The historical center of Prague is beautiful and I go there every time I can, even after all the years I have lived here. As a parent of three small children, I can offer you another option on tackling bored kids, all while sneaking in a bit of rest for yourself. Take them to a playground!

Even though the center of Prague is full of palaces, churches, restaurants, statues and monuments of all sorts, it is not entirely devoid of playgrounds where the children can play and you can sit for a while – and have an ice cream and a cup of coffee. Let me introduce three of them.

Františkánská zahrada (Franciscan Garden)

Photo of Playground in Franciscan Garden, photo: archive of prague.tips

Playground in Franciscan Garden, photo: bkm / prague.tips

This one is situated at the very center, between Jungmann Square (Jungmannovo náměstí) and Wenceslas Square (Václavské náměstí) where it can be accessed from both, as well as from Vodičkova Street. The garden is surrounded by buildings and you are unlikely to find it without knowing that it’s there. The garden offers many seats but your children will certainly appreciate the well-equipped playground which can satisfy the needs of children from perhaps two to 10 years of age.

Closeby (at Světozor passage from Vodičkova Street) is a confectionery where you can have an excellent ice cream, cake or coffee. On the other side of the garden, on the way to Jungmann Square, is café Postu which is quite family-friendly. The playground provides drinking water and just behind the wall separating the playground from the rest of the garden, stands a statue of a boy, which is also a fountain designed for washing hands – which is handy if your children played in the sand. Toilets are also available in the garden.

Don’t be surprised to hear your mother tongue! Many parents who visit the playground with their children are foreigners.

How to get there

Františkánská zahrada has by far the best connection– it is just meters from the exits of metro station Můstek (both A and B lines) as well as the tram station Václavské náměstí (tram numbers 3, 9, 14 and 24). It is worth taking public transport from elsewhere to get here.

Kampa

Playground near the Charles Bridge, photo: bkm / prague.tips

Playground near the Charles Bridge, photo: bkm / prague.tips

If you need to give your children (or yourself) a break and you happen to be near the Charles Bridge (Karlův most) or the nearby Prague Castle, you can visit the park at Kampa which has a playground. This one is rather small and is suited for children up to six years old. There are also six benches which are shaped as Czech mythological beings where you can sit while your children play. Several restaurants and cafés are within walking distance, toilets are situated next to the playground. You can also take your children – if they go – to look at the Čertovka, which is a branch of the Vltava and separates Kampa from Lesser Town. Yes, Kampa is indeed an island and the Čertovka banks resemble Venice a bit.

How to get there

Only by a tram to the station Újezd (tram numbers 6, 9, 12, 20 and 22).

Slovanský ostrov – Žofín

Czech lion cub, photo: bkm / prague.tips

Czech lion cub, photo: bkm / prague.tips

My last tip will also lead you to an island. The official name is Slovanský ostrov (Slavic island) but it is widely known as Žofín. Situated at the National Theatre and with an easily recognizable Mánes Gallery with a large tower at its southern tip, the island offers a large and interestingly organized playground with some rather unusual elements. What makes Žofín playground unique is the small train called “Pražský lvíček” (Czech Lion Cub). Your children can take a ride for the rather symbolic price of 10 CZK. The train is a scaled-down model of the historical steam machine “Český lev” (Czech Lion) of 1841. You can also rent a boat at Žofín and float on the river.
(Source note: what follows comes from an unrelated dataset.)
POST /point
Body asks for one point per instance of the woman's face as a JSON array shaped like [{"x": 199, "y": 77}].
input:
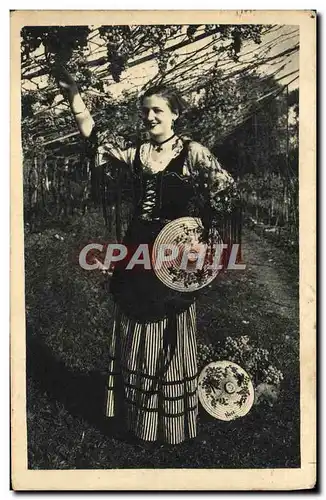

There is only one restaurant on the island itself (Žofín Garden), but nearby Masaryk Waterfront (Masarykovo nábřeží) offers several more choices.

How to get there

Only tram to the station Národní divadlo (tram numbers 6, 9, 17, 18 and 22).

Hopefully, your children will not get bored, but if they do, try one of the playgrounds. With my children, I always plan to end our walk through the center at one of them or at least consider it an option. I highly recommend you to do the same, it can prevent an excellent day from becoming a spoiled one!